When asked for his thoughts on Kanye’s recent words and actions, Jay said, “I would like to create a world where different races are wearing each other’s ‘Lives Matter’ shirts,” he said. “Black people wearing ‘Jewish Lives Matter; Jewish people wearing ‘Black Lives Matter’; Asian people wearing ‘Jewish Lives Matter.’”
Though West has used his massive influence to traffic in conspiracy theories, such as saying that the Holocaust did not happen and that “slavery was a choice,” Jay channels his Kanye-like appearance for causes he cares about. “I feel like because I look like Kanye West, I’m at an advantage to spread the message and to fill in the gaps that Kanye West is not able to fill in,” he said.
His day job is serving as the director of the eponymous Baron Jay Foundation, which he founded in 2002 with the aim of empowering underprivileged youth in the Los Angeles area, where he now lives.
“I really am able to resonate with these kids more and get them to trust me because I look like Kanye,” he said.

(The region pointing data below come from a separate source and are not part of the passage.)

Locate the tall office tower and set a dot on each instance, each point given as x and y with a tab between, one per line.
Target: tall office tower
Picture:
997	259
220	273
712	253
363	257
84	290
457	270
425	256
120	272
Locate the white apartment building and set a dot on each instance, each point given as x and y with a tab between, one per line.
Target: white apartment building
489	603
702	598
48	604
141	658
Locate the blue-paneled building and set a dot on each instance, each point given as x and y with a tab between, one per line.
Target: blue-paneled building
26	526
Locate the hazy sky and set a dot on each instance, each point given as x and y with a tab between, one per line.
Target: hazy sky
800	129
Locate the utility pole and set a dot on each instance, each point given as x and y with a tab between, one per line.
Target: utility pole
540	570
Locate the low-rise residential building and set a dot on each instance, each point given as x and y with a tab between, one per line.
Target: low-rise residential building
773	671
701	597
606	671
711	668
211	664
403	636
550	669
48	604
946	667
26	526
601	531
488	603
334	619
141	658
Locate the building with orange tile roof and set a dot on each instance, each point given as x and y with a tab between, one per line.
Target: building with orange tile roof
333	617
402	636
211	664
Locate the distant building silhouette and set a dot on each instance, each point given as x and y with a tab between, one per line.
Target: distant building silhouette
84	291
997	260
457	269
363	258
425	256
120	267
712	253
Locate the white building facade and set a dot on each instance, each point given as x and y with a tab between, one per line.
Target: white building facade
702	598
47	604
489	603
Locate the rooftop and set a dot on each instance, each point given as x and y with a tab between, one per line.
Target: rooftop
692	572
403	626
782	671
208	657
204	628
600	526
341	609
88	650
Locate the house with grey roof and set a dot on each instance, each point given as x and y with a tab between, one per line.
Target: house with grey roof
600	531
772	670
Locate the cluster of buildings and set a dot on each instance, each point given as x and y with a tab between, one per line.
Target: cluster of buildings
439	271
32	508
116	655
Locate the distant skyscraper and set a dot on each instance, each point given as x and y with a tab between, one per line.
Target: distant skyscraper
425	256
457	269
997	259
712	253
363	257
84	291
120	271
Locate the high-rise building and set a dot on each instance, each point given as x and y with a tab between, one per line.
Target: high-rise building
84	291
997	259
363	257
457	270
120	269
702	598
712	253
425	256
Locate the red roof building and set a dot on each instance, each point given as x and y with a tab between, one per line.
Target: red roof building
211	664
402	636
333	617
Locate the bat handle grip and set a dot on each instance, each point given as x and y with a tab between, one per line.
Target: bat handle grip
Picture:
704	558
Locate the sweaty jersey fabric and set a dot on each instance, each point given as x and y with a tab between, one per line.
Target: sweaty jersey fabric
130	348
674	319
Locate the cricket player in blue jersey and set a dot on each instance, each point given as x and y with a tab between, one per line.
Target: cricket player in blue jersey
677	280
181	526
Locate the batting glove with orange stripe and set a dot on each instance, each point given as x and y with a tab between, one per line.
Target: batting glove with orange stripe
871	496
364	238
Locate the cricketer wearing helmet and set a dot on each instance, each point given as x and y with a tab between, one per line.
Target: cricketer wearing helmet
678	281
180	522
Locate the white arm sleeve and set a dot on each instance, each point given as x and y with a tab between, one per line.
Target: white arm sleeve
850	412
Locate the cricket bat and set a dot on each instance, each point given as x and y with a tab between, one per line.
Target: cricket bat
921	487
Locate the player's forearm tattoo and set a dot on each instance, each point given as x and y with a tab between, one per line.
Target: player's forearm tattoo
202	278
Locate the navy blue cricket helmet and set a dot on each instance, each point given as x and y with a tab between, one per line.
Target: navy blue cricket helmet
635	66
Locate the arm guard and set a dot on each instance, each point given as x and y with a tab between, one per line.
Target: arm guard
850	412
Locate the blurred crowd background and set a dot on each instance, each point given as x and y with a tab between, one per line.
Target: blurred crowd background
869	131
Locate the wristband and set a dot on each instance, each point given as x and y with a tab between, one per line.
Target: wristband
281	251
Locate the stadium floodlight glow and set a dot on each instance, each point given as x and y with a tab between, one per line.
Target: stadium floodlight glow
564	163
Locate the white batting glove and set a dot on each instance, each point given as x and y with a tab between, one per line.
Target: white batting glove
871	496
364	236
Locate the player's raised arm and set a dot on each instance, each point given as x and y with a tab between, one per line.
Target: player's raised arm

He said he puts the proceeds he makes doing gigs as Kanye West back into his foundation.
For now, however, Jay is currently still in New York City, where he will perform Monday night in a “Jay-Z & Kanye West Hip-Hop Legends Tribute Show” at the 333 Lounge in Park Slope.
On X, the platform previously called Twitter, a screenshot of the outfit is circulating from user Yaakov Langer, a Jewish podcaster whose tweet incorrectly stated that West is the one who wore the “Jewish Lives Matter” shirt. Users joked that the image seemed slightly off.
“This is Kanye East….” one responded.
“That’s Kanye Ma’arav,” another said, using the Hebrew word for West.